Quote Originally Posted by JJackson View Post
...It was ever such, but I think we should acknowledge the bias we benefit from, and have a care to try and redress the balance a little when we can – perhaps that is my duty as penance for the crimes of my forefathers.
While I agree with the first statement -- and will add that the US has not done many things well -- I strongly disagree with the last one.

Your prerogative of course but I feel absolutely no need to to do penance for people who mostly did what they thought was proper in accordance with the mores of the time and based on the information they had available and do not believe anyone should feel guilty about that (though I realize a good many people profess to do so for some aberrant reason). It is entirely too easy to sit in modern comfort surrounded by masses of information with absolutely no responsibility and pass judgment on the decisions of others who had none of those luxuries and a vastly different standard That, IMO, is intellectually bankrupt regardless of the moral rectitude.

Learn from their mistakes and attempt to avoid repetitions, of course; apologize or be penitent -- not at all...
It is not that I dispute who did the sowing I do disagree about how the reaping is being done, and who is doing it. I do agree with the general trust of the ICISS report (linked to earlier) which makes R2P interventions the prevue of the security council, with an effective override by the general assembly should they feel the SC was wrong, and the UN constitutional allowance for the use of force but only on its authority.
We can disagree on that. Again, strongly. While it obviously your right to believe that the how and who are wrong; others would not agree. The US obviously does not nor do a number of other nations. Nor, I suspect, does everyone in the UK...

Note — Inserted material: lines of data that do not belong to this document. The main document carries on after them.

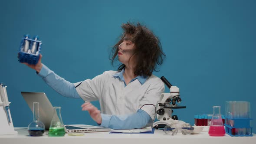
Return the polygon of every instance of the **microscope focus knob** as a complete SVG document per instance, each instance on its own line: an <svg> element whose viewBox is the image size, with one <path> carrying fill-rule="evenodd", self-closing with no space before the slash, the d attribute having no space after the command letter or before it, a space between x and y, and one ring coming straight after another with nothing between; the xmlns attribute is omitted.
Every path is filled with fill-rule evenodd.
<svg viewBox="0 0 256 144"><path fill-rule="evenodd" d="M164 108L160 108L157 111L157 114L160 115L163 115L164 114Z"/></svg>
<svg viewBox="0 0 256 144"><path fill-rule="evenodd" d="M178 116L177 115L174 115L171 117L171 118L174 120L177 120L178 119Z"/></svg>

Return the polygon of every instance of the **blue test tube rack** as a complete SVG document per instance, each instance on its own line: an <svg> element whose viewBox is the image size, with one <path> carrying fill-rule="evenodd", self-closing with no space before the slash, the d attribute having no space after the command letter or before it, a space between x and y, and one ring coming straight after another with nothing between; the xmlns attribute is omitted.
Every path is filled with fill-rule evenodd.
<svg viewBox="0 0 256 144"><path fill-rule="evenodd" d="M34 39L26 35L21 40L18 54L20 62L26 62L29 64L36 65L39 59L39 54L43 43L38 40L37 36Z"/></svg>

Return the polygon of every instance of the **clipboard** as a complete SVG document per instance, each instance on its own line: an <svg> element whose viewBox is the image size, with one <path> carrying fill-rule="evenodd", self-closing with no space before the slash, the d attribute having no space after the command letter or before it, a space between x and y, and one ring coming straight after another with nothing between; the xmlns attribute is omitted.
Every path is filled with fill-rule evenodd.
<svg viewBox="0 0 256 144"><path fill-rule="evenodd" d="M146 131L144 129L129 129L115 130L112 130L110 131L109 134L154 134L154 128L150 128L151 130L147 128Z"/></svg>

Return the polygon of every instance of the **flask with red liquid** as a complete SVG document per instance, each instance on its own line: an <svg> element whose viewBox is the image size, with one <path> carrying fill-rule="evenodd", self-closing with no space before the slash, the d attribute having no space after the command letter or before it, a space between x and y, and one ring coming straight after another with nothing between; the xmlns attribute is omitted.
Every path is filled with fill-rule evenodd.
<svg viewBox="0 0 256 144"><path fill-rule="evenodd" d="M210 136L223 136L226 133L221 115L220 106L214 106L213 114L210 123L208 134Z"/></svg>

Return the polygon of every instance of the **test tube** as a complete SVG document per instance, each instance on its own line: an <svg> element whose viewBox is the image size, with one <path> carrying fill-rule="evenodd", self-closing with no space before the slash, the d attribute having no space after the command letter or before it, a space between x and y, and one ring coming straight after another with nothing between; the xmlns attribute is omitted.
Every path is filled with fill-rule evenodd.
<svg viewBox="0 0 256 144"><path fill-rule="evenodd" d="M23 42L23 51L25 52L27 52L30 47L30 42L26 39L28 39L29 38L29 35L27 34L26 35L25 35L24 37L25 39L24 39L24 41Z"/></svg>
<svg viewBox="0 0 256 144"><path fill-rule="evenodd" d="M32 47L31 48L31 53L33 54L36 54L36 52L37 52L37 49L38 49L39 43L38 42L36 41L38 39L38 36L35 36L35 41L33 42L32 44Z"/></svg>

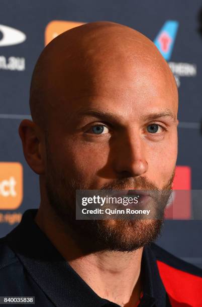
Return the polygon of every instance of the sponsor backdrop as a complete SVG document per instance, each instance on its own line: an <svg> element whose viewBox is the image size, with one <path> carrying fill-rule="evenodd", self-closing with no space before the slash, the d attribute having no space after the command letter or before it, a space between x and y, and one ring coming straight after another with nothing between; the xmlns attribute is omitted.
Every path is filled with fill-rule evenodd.
<svg viewBox="0 0 202 307"><path fill-rule="evenodd" d="M179 153L174 187L201 189L201 5L200 0L2 0L0 236L18 224L25 210L39 205L38 178L25 162L18 133L20 121L30 118L29 90L35 63L54 37L85 23L108 20L135 29L152 40L168 61L179 92ZM200 200L198 205L194 211L188 197L183 210L176 210L174 220L170 205L158 243L202 267Z"/></svg>

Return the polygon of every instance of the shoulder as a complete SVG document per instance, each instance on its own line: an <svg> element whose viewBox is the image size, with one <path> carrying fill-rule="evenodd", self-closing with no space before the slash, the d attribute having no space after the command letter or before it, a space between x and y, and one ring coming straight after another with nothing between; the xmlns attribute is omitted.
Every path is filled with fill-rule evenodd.
<svg viewBox="0 0 202 307"><path fill-rule="evenodd" d="M4 269L19 262L18 258L8 246L6 237L0 238L0 276Z"/></svg>
<svg viewBox="0 0 202 307"><path fill-rule="evenodd" d="M202 306L202 269L152 244L161 278L171 302Z"/></svg>
<svg viewBox="0 0 202 307"><path fill-rule="evenodd" d="M0 296L5 293L21 293L21 281L23 276L23 265L7 244L6 238L1 238Z"/></svg>

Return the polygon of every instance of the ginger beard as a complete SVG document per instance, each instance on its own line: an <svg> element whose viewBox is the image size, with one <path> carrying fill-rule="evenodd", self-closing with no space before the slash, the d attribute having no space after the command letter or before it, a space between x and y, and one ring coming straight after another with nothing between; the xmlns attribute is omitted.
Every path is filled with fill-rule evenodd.
<svg viewBox="0 0 202 307"><path fill-rule="evenodd" d="M79 179L69 180L63 170L60 171L51 158L47 141L46 143L46 188L49 205L64 229L69 233L71 229L71 235L83 248L87 249L89 244L89 247L94 250L130 252L156 240L163 223L163 215L160 219L76 220L76 190L89 188ZM161 200L164 208L171 193L174 174L175 168L162 189L167 191ZM140 177L118 180L94 189L160 191L147 178Z"/></svg>

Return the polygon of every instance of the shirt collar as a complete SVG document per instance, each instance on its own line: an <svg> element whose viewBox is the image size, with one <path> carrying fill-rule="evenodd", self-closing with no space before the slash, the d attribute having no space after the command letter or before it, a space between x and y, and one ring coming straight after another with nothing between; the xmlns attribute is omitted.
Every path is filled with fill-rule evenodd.
<svg viewBox="0 0 202 307"><path fill-rule="evenodd" d="M7 236L8 244L27 271L58 307L118 306L97 295L73 270L34 221L37 209L23 214L21 223ZM141 263L143 296L140 306L165 306L166 291L154 255L144 248Z"/></svg>

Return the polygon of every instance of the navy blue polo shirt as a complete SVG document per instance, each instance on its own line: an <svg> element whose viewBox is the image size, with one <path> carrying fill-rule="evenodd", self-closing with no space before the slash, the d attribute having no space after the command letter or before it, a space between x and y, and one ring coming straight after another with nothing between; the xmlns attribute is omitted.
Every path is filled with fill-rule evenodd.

As for the UN, an organization that supports evil, is riddled with corruption (in the eyes of not just the west...) has no legitimate standing to dispense holy water on the use of force.
Wars by NATO, or some other military coalition, should have no more legitimacy than if the Warsaw Pact had self-authorised the invasion of somewhere it accused of fermenting democratic uprisings in Poland.
All war is 'illegitimate' and immoral. All -- however, some wars are regrettably necessary and the debating club that is the General Assembly and the stacked deck that is the Security Council has little legitimacy to my mind. The UN was established to deter war and to remove colonialism from the world scene. It has been totally unsuccessful at the former (as could have been and was predicted) and arguably entirely too successful at the latter. It needs significant reform before it can be trusted with the roles you wish.
The underlying problem is no country should be authorising interventions in any other country only the UN – in its capacity as the planets council of countries – can do this.
Again, strongly disagree. You might have a point if the bad guys in this world would accede to that or the UN was up to and did the job (they are not and do not); to tie the hands of those who mostly mean no harm to a bureaucratic folly for the 'right' to defend one self is the only hubris herein. I'm aware that the UK has recently removed the common law right of self defense from its citizens. Pity, that. Fortunately, most of the rest of the world has not. The US certainly has not.
Taking this right upon yourself - for any nation - is hubris (and before you point it out - yes the UK are at least of guilty of this as any power current or historical).
No, it's not hubris -- it is logical and the application of common sense that applies to the rights of man to the problems of the world, no more.